А что удивительного, молодые совсем ребята, были и нет, жалко ведь. Один еще жив был, когда митинговали, все рвались кровь сдавать. Кровь и я предлагал, про кровь мне понятно, а кипеть не кипел, постоял в уголке, поплакал за компанию, душно там, народу битком, дышать уже нечем, на волю выбрался, в коридор, как-то много мне там театра увиделось, да и в себе вдруг жуткое ощутил омертвение, какую-то и самого себя напугавшую скуку, зудящую коросту равнодушия вокруг все той же болячки необоримого детского страха — нет ребят — чего глотки-то драть. Выбрался вон, покурил за спинами, покурил и послушал.

Все то же, все то же, не разбери-поймешь, столько во всех вранья накопилось, столько гадости, мусора, глупости — прорвало будущих педагогов. Во мне ж поменьше, наверное, скопилось, ленив был копить, потом уж полезло, а тогда жиденько все во мне было, щелкал науки играючи, порхаючи, не уча, не вникая, не в пример многим, да большинству — долбили, долдонили, таскали по перышку в свое гнездышко, словно б всовывая себя в правильные те науки, которые все вдруг стали сейчас неправильны, и всегда неправильны были, и внутреннее чувство любого человека даже помимо сознания чует, провидит эту неправильность, копя догадку, как желчь, идти поперек не смея, потому что внутреннее чувство внутри находится, а мир весь — снаружи.

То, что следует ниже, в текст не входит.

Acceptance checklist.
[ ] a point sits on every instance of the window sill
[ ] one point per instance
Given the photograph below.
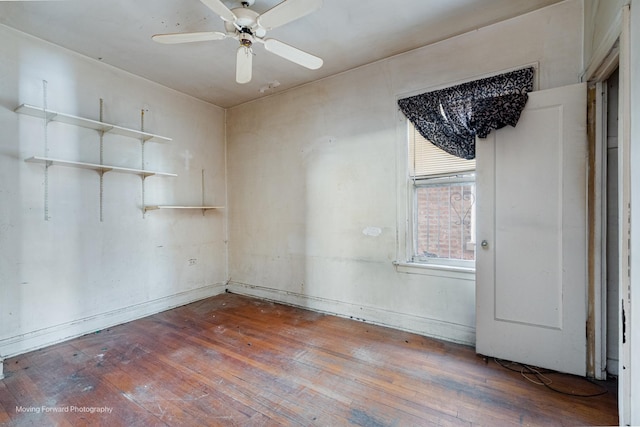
(465, 273)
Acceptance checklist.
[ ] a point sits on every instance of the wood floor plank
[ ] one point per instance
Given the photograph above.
(238, 361)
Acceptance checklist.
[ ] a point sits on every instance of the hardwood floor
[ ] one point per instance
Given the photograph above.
(237, 361)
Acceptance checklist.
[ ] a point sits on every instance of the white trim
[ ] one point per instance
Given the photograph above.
(30, 341)
(624, 222)
(448, 271)
(434, 328)
(601, 58)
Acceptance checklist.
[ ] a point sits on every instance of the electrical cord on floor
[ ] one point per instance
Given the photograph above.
(537, 376)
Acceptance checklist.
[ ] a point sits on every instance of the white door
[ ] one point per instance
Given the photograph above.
(531, 270)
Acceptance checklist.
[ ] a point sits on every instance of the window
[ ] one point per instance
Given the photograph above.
(443, 195)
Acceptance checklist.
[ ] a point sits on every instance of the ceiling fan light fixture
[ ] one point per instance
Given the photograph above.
(248, 26)
(244, 63)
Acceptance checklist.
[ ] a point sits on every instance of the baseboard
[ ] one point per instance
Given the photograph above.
(434, 328)
(24, 343)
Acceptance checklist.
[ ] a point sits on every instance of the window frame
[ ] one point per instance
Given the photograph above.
(412, 231)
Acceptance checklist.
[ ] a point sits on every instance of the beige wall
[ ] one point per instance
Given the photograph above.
(317, 207)
(74, 274)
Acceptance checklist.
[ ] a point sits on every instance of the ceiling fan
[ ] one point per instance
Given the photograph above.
(247, 26)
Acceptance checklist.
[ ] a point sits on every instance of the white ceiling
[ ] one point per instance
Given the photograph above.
(345, 33)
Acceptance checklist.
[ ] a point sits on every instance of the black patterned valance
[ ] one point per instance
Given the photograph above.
(451, 118)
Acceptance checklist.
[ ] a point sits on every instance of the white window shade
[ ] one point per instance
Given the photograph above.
(425, 159)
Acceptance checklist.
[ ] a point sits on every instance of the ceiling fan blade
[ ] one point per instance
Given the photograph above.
(221, 9)
(293, 54)
(287, 11)
(244, 63)
(174, 38)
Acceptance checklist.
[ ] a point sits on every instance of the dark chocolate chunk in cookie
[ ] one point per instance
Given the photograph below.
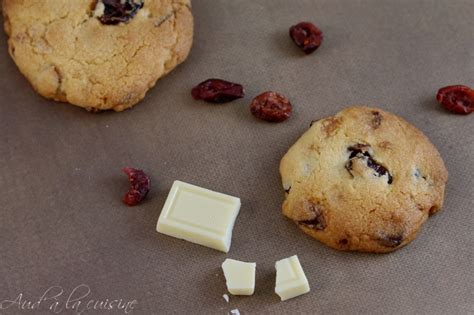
(376, 119)
(117, 11)
(361, 151)
(391, 240)
(317, 222)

Но смерть, как от века оно ведется, и обнажила именно то сухое голое чувство, которое в каждом есть, в каждом, вроде залога, оно-то и бушевало в аудитории номер двадцать четыре на втором этаже типового кирпичного здания по улице Советской осенью семьдесят третьего года, когда я выбрался за спины тех, кто головы не терял, не буянил, однако любопытствовал чуть ли не сладострастно, упиваясь чужой разнузданностью, своей лояльностью. От греха подальше, думали тихо мы, говоря вслух озабоченно, уф, нечем дышать, яблоку негде упасть, из пустого в порожнее, так говорили друг другу, усердствуя в диалектичности.